Hello Maddie,

Sometimes, if I have leftover prepared samples, I freeze them again and run it whenever. I have never kept them at 4ºC. You don't need to boil again when running the rest of the sample.

I had never had my cells clump when adding RIPA lysis buffer, so I cannot help you with that. Do you directly lyse them after you retrieve the cells? Normally after lysing I centrifuge 15 mins at maximum speed to remove the membranes that are insoluble from the supernatant.

Hope it helps!

Irene

Hi Maddie Yeo ,

Like Irene Adán-Barrientos mentioned, I have never kept my samples at 4ºC after preparation. I would highly advise freezing the samples at -20ºC or lower for storage. Even after freezing the samples, I generally do a quick boil for about 2-3 minutes before loading the samples to the gel and the protein is quite stable this way.

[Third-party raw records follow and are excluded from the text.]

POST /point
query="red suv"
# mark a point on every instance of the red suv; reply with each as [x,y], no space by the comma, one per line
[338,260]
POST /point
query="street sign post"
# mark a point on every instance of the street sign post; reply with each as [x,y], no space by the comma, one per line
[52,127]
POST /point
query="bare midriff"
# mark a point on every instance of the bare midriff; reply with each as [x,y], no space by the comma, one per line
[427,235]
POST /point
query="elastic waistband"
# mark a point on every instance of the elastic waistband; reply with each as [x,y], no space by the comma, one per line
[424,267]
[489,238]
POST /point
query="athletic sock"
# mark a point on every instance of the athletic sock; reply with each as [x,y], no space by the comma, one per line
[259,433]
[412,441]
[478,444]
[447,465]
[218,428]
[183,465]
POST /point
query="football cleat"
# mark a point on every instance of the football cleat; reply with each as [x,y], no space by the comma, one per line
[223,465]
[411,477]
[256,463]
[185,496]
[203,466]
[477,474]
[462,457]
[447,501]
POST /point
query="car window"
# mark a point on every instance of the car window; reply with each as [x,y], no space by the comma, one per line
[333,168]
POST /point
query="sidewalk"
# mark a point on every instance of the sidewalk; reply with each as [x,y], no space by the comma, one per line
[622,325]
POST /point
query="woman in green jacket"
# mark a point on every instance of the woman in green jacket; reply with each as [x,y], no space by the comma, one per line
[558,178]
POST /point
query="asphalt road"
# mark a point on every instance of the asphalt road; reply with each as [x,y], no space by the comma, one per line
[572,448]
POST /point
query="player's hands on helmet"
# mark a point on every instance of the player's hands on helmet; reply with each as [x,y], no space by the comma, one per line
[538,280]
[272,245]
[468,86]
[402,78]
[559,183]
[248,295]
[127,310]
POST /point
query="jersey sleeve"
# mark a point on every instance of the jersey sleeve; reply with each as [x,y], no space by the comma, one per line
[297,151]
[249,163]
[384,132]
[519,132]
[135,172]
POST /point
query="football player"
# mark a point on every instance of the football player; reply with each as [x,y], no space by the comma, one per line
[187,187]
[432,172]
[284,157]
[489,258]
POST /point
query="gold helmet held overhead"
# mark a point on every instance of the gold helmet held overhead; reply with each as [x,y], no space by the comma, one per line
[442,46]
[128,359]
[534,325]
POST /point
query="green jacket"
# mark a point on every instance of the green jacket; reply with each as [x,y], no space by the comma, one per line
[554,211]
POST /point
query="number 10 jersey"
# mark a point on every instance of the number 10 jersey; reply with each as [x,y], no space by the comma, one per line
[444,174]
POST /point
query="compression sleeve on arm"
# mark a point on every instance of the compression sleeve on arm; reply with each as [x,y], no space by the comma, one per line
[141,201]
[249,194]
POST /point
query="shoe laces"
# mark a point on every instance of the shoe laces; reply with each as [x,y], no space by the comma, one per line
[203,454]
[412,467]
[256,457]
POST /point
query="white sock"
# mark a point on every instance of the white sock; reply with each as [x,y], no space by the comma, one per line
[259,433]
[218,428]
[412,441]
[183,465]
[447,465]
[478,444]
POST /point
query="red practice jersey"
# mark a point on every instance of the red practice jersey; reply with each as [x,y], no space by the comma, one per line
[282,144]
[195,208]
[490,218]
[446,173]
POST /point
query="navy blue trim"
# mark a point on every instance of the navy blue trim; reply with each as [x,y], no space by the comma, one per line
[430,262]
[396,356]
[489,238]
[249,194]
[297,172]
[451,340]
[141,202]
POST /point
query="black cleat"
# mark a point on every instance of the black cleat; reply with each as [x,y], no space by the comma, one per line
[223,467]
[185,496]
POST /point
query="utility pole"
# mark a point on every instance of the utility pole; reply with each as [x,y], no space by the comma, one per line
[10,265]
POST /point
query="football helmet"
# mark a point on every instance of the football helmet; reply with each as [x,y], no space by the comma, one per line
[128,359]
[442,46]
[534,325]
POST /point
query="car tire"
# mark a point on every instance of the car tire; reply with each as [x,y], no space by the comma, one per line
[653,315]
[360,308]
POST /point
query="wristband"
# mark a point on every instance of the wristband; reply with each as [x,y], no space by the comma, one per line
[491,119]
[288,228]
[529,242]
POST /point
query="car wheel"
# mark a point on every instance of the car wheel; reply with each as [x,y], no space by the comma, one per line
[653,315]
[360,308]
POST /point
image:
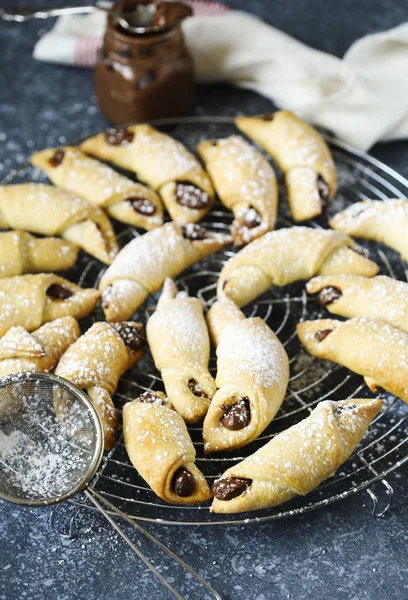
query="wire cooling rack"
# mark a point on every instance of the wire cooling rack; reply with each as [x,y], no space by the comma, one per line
[382,450]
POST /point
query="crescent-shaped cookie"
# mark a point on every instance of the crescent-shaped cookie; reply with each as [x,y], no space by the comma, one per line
[302,154]
[97,361]
[70,169]
[384,221]
[39,350]
[142,266]
[163,163]
[365,345]
[252,377]
[22,253]
[287,255]
[160,448]
[349,296]
[45,209]
[246,184]
[297,460]
[180,345]
[31,300]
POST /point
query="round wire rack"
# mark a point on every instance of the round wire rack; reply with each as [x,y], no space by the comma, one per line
[383,449]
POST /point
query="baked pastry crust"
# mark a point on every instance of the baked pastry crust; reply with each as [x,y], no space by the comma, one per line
[142,266]
[44,209]
[384,221]
[246,184]
[302,154]
[22,253]
[158,445]
[31,300]
[297,460]
[71,169]
[162,162]
[365,345]
[287,255]
[180,345]
[95,363]
[39,350]
[350,296]
[252,377]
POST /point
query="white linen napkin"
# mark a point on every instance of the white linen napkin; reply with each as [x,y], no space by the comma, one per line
[362,98]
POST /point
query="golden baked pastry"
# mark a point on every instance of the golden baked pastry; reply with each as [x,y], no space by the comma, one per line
[287,255]
[163,163]
[302,154]
[31,300]
[365,345]
[160,448]
[123,199]
[44,209]
[384,221]
[297,460]
[39,350]
[180,345]
[252,377]
[97,361]
[356,296]
[22,253]
[142,266]
[246,184]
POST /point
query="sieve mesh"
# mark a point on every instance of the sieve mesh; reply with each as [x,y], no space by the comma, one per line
[383,449]
[50,439]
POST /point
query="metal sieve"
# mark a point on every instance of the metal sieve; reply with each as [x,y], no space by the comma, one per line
[51,446]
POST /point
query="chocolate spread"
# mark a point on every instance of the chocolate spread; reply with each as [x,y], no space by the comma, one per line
[140,77]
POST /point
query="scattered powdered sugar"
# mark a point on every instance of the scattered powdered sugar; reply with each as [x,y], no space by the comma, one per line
[251,349]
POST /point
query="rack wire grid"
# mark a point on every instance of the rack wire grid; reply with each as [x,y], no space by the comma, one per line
[383,449]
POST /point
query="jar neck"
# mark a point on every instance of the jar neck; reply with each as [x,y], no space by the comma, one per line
[124,47]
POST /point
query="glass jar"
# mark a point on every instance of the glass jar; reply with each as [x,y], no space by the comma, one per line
[146,76]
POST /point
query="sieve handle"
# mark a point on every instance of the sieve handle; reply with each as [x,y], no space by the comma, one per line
[97,499]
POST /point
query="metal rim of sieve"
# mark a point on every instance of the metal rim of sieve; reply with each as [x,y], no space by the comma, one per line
[97,453]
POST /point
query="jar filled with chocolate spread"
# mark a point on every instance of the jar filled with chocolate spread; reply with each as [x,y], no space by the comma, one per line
[144,76]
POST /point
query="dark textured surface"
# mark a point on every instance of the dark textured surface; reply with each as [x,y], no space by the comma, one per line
[341,551]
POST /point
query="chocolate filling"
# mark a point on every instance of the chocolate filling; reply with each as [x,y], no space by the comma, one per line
[188,194]
[230,487]
[358,212]
[150,398]
[343,408]
[57,158]
[194,232]
[183,483]
[106,294]
[237,416]
[252,218]
[57,291]
[322,334]
[142,206]
[131,333]
[329,294]
[324,192]
[148,78]
[195,388]
[118,136]
[361,251]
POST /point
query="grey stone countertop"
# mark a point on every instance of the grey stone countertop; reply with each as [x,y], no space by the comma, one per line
[340,551]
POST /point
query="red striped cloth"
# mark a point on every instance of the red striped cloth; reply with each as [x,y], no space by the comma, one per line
[86,48]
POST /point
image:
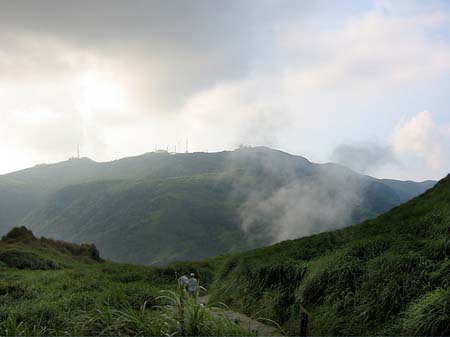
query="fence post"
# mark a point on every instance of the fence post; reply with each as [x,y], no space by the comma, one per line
[304,322]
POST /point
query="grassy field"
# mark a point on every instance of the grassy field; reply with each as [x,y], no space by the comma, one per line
[55,288]
[387,276]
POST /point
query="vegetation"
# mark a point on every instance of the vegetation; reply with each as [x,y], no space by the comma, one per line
[58,288]
[159,208]
[387,276]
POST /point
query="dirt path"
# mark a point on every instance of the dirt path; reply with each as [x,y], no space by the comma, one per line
[259,328]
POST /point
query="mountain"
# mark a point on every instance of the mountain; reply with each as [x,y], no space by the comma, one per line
[385,277]
[159,207]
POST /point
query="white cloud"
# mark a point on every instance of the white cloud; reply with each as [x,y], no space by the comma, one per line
[423,138]
[119,89]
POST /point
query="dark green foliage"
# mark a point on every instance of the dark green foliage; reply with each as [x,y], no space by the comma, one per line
[26,260]
[430,316]
[387,276]
[21,234]
[159,208]
[88,298]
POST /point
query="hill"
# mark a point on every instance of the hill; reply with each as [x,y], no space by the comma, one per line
[55,288]
[386,276]
[158,207]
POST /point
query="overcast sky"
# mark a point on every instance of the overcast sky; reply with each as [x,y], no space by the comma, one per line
[363,83]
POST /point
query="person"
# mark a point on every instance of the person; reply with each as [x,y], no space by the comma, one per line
[183,282]
[192,284]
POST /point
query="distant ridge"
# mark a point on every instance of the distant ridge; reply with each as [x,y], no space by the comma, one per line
[156,208]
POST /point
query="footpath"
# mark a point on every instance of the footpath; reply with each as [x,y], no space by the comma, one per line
[252,324]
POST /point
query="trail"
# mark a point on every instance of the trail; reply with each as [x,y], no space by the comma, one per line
[253,325]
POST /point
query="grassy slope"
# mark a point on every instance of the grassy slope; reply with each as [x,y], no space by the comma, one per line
[386,276]
[56,288]
[148,222]
[156,221]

As for the cell clumping, I had this issue with my membrane protein. It was fairly large (~250 kDa) and would tend to clump after adding RIPA lysis buffer. I had to do some trial and error with the volume of RIPA buffer added to the sample before I found the best ratio. Try to see if adding more RIPA buffer would help. Do you generally incubate your samples after adding RIPA for about 30-60 minutes at either RT or on ice? Doing this with frequently flicking of the samples to mix might help. After the incubation I used to spin the samples and collect the supernatant using a microcentrifuge (15 mins at ~14k RPM). I hope this helps!

Good luck,

Meera

As alluded to above, the clumping is likely insoluble membrane that you have to spin down before doing any downstream analyses. You may also get sticky strands of clear DNA if your cell density is high enough. Both of these will complicate concentration assays and western blots.

Meera J. Patel yes, I usually incubate them on ice for 15mins and then spin down. I already added 100uL of RIPA, but will try adding more the next time, thank you so much!

Irene Adán-Barrientos Ryan Hobson thanks for the advice!